Despite the unit’s pretax loss of Sf99 million in the first nine months of 2010, Grübel insists that “WMA qualifies as a core business.” And he has set a 2014 pretax profit target of Sf1 billion for the unit. “Our aim in the U.S. is to focus on the more affluent client segments — people who, on average, have a million dollars or more in financial assets,” says Grübel. As a measure of his seriousness about the U.S. market, Grübel reassigned his chief risk officer, Philip Lofts, to become CEO of UBS Americas in January.

UBS is also attempting to repair its reputation in Switzerland. Swiss banking operations are targeted to provide annual pretax profits of Sf1.9 billion by 2014, compared with Sf6 billion for wealth management and Sf6 billion for the investment bank. But that doesn’t begin to convey the political importance of the home market, where the financial sector employs 5.8 percent of the workforce and accounts for 12 percent of national income.

UBS’s mishandling of the financial crisis has revived a long-running debate in Switzerland about the dangers of megabanks in such a small country. “The big Swiss banks have a long history of changing the financial landscape because of their involvement in huge scandals,” says Hans Geiger, a banking scholar at the University of Zurich. He cites the so-called Chiasso affair in 1977, when Credit Suisse lost some Sf3 billion — equivalent to most of its capital at the time — in a case involving fraud by one of its bankers. That led to higher due-diligence requirements and more-stringent know-your-client rules for Swiss banking.

The UBS fiasco and resulting bailout could prompt more dramatic regulatory reforms. Early this year the Swiss Parliament will consider a government commission’s recommendation that Switzerland rescue only the domestic banking operations of the two big banks if there is another crisis. While popular among substantial numbers of voters, the proposal arouses skepticism among banking experts. “I don’t see how one part of a bank can be rescued and the other allowed to fail,” says Manuel Ammann, director of the Swiss Institute of Banking and Finance at the University of St. Gallen. “When confidence evaporates, usually the whole bank goes down.”

In the meantime, UBS is pursuing a whirlwind courtship of its Swiss base.
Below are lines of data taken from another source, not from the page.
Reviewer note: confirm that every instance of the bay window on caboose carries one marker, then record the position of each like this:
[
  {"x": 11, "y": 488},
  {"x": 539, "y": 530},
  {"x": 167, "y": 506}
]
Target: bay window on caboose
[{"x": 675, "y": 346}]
In the midst of its cost-cutting campaign, UBS announced a $300 million renovation of its 300 Swiss branches — largely ignored during its global push — over the next three years. With 1.3 million clients nationwide, or one out of every third household, UBS has a large-enough domestic presence. “We aren’t trying to attract more clients, but to sell more products to the ones we have,” says spokesman Peter Hartmeier. Every year Sf4 billion to Sf5 billion of retail assets migrate to wealth management. “The retail bank has become a feeder business to wealth management,” says COO Körner.

By last summer, UBS felt it had achieved enough of a turnaround to launch its first global branding campaign since the crisis began, under the slogan “We will not rest.” According to Grübel, the slogan is meant to convey “that we know what we are doing and that we are looking after our clients.”

Grübel himself promises not to rest, either, until his job is done. “Do I look like I am about to retire?” he says in response to the inevitable question about his advancing years. “From the beginning, I said I wanted to stay long enough to get UBS back to sustainable profitability. We are profitable again, but it isn’t yet as sustainable as I want it to be.” According to his goals, that point should come in 2014, when he will be 71. Grübel points out that there is no retirement age at UBS. “A chief executive can stay until he drops dead,” he says, but adds, “I hope the board will replace me before then.”